Tax Fees consist of fees for professional services in connection with tax compliance, tax planning, and tax advice, including foreign tax return preparation and requests for rulings or technical advice from tax authorities.

 

Pre-Approval of Audit and Non-Audit Services

Consistent with requirements of the SEC and the PCAOB regarding auditor independence, the Audit Committee is responsible for the appointment, compensation and oversight of the work of our independent registered public accounting firm. In recognition of this responsibility, the Audit Committee as a whole, or through its Chair, pre-approves all audit and permissible non-audit services to be provided by our independent registered public accounting firm. The committee may delegate to one or more members of the committee the authority to pre-approve any such services, provided such pre-approval is reported to the Audit Committee at a subsequent meeting. The Audit Committee has delegated to the Chair of the Audit Committee the authority to pre-approve audit services (other than the annual audit engagement), audit-related services, tax services and other permissible non-audit services, provided that the Chair reports any pre-approval decisions to the Audit Committee at its next scheduled meeting.

OUR BOARD OF DIRECTORS UNANIMOUSLY RECOMMENDS A VOTE “FOR” RATIFICATION OF THE APPOINTMENT OF ERNST & YOUNG AS OUR INDEPENDENT REGISTERED PUBLIC ACCOUNTING FIRM FOR THE YEAR ENDING DECEMBER 31, 2020.

52


PROPOSAL 3

NON-BINDING ADVISORY VOTE TO APPROVE THE COMPENSATION OF OUR NAMED EXECUTIVE OFFICERS

As required pursuant to Section 14A of the Exchange Act, our Board of Directors is asking that stockholders cast a non-binding, advisory vote FOR the following resolution at the Annual Meeting:

RESOLVED, that the compensation of the Company’s named executive officers as disclosed in the Compensation Discussion and Analysis section, the accompanying compensation tables, and the related narrative disclosure in this Proxy Statement, is hereby approved.

This proposal, commonly known as a “say-on-pay” proposal, gives stockholders the opportunity to express their views on our Named Executive Officers’ compensation. This vote is not intended to advise on any specific element of our compensation program, but rather on the overall compensation of our Named Executive Officers and the philosophies, policies and practices described in this Proxy Statement. Stockholders are urged to read the “Compensation Discussion and Analysis” section of this Proxy Statement, which describes in detail how our executive compensation policies and procedures operate and are designed to achieve our compensation objectives, as well as the “Summary Compensation Table” and related compensation tables and narrative in this Proxy Statement, which provide detailed information on the compensation of our Named Executive Officers.

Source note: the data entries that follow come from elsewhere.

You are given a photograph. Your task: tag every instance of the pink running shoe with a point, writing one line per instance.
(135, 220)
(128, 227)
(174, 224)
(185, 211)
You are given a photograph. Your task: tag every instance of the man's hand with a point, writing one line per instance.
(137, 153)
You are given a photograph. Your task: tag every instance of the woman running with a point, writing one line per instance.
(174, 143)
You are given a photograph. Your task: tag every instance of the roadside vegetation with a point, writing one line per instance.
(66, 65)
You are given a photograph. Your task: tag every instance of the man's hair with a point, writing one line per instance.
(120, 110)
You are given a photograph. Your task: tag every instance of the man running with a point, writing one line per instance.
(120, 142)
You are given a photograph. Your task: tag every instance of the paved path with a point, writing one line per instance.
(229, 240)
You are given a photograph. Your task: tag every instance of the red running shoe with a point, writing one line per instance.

At our 2019 Annual Meeting of Stockholders, our stockholders approved, on an advisory basis, a frequency of every year for casting advisory votes regarding our executive compensation. After considering the vote of stockholders on the matter, as well as our general compensation philosophy, we adopted an annual frequency for seeking advisory votes on executive compensation.

While the vote on Proposal 3 at the Annual Meeting is advisory and not binding on the Company, our Board of Directors and Compensation Committee value the opinions that stockholders express in their votes and will review the voting results and take them into consideration when making future compensation decisions for our Named Executive Officers.

OUR BOARD OF DIRECTORS UNANIMOUSLY RECOMMENDS A VOTE FOR THE APPROVAL OF THE COMPENSATION OF OUR NAMED EXECUTIVE OFFICERS.

 

53


OTHER MATTERS

Stockholder Proposals for 2021 Annual Meeting

Requirements for stockholder proposals to be considered for inclusion in our proxy materials – Stockholders may present proper proposals for inclusion in our proxy statement and for consideration at our next annual meeting of stockholders by submitting their proposals in writing to our Secretary in a timely manner. In order to be included in the proxy statement for the 2021 annual meeting of stockholders, stockholder proposals must be received by our Secretary no later than December 23, 2020 and must otherwise comply with the requirements of Rule 14a-8 of the Exchange Act.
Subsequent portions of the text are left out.